“Okay so once we reach this fork, there’s only about 650 metres to go til we get to the lookout. Only eight more minutes!”
I look at the phone in my hand, which clearly tells me there’s twelve more minutes left until we reach a point somewhere near Prospect Point lookout, the afternoon’s destination.
“You said thirty minutes ages ago…” Thirty-seven minutes to be precise. Hikes really aren’t Freya’s thing so, like usual, I thought a white lie would make it seem like a less impossible task. And, like usual, it has backfired.
Glancing backwards, I see my little sister and my mum are less than impressed. Dad gives me a look.
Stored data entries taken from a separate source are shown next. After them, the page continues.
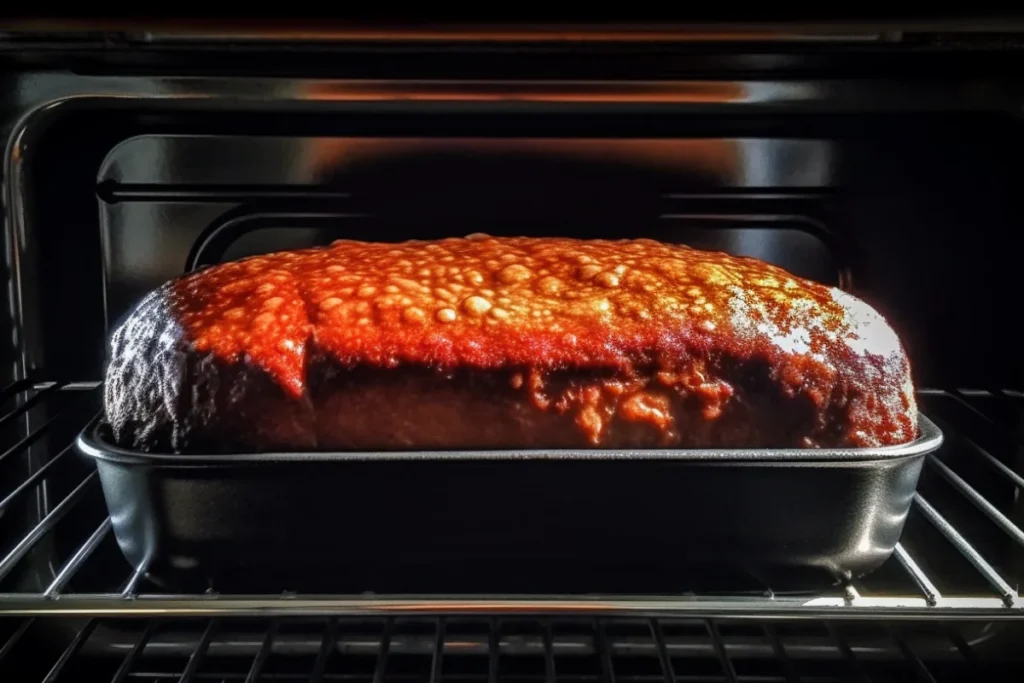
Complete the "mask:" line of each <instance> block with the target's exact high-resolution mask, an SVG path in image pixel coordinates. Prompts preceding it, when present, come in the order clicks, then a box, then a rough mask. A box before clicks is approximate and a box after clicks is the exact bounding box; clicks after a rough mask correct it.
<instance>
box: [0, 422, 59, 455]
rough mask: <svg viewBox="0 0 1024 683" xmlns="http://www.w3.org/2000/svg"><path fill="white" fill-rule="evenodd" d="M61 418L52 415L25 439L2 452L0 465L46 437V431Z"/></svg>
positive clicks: (22, 451)
mask: <svg viewBox="0 0 1024 683" xmlns="http://www.w3.org/2000/svg"><path fill="white" fill-rule="evenodd" d="M61 417H63V414H60V415H54V416H53V417H52V418H50V419H49V420H47V421H46V422H44V423H43V424H41V425H40V426H39V427H37V428H36V429H35V430H34V431H33V432H32V433H30V434H29V435H28V436H26V437H25V438H23V439H22V440H20V441H18V442H17V443H15V444H14V445H12V446H10V447H9V449H7V450H6V451H4V452H3V454H2V455H0V464H2V463H3V461H5V460H7V459H8V458H10V457H11V456H16V455H17V454H19V453H23V452H24V451H25V450H26V449H28V447H29V446H31V445H32V444H33V443H35V442H36V441H38V440H39V439H41V438H42V437H43V436H45V435H46V431H47V430H48V429H49V428H50V426H51V425H52V424H53V423H54V422H56V421H57V420H59V419H60V418H61Z"/></svg>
THAT look, the one that says “We’d better be close because I can’t stand much more of this whinging.”
And sure enough, just ahead, I see the road that means we are there. The last six kilometres will surely be worth this magnificent view. I’ve talked this walk up for the past two days and now I’m sweating – not because of physical exertion, but because I’ll never hear the end of it if the lookout doesn’t live up to expectations.
But now they are quiet and I take solace in the fact that this view has literally made them speechless. (Finally.) We stroll to the platform together, darting around selfie sticks and dodging iPhone shots. Golden hour is setting in. Looking out across the water, the peak hour traffic becomes engulfed by the fog that is slowly settling around Vancouver.
The aqua structure that is Lions Gate Bridge is perfectly framed by the cloud-spotted blue sky, a monolithic urban icon that seems to fit with the natural greenery and mountainous backdrop. The water shimmers beneath it, the sun’s rays like a thousand camera flashes. I feel like Kate Moss on a red carpet, but instead of photographers trying to catch my gaze it’s the breathtakingly beautiful scene in front of me that is begging my attention.
“Can you just stand a little to the left, I like that backdrop better,” Freya says. Now we are the photographers attempting to capture the magnificence of this scene. Another angle, another pose, maybe a quick candid shot. Just something to say we were here – to remember this moment. But that’s just the irony of ‘capturing the moment’ – it’s impossible.
And I guess that’s just the magic of discovering a new place – the here and now. So I take it all in once more. I inhale the pine-scented air, the winter hues, the snow-capped mountains in the distance.
“Ok, time for a beer.” Dad claps his hands together, and I’m snapped out of my daze faster than my parents’ drinks are about to be devoured at the Prospect Point Bar & Grill (towards which they are almost running).
It’s no thousand-foot mountain lookout, but this little oasis on the outskirts of Canada’s third-largest city offers a serene escape from the chaos of urban life.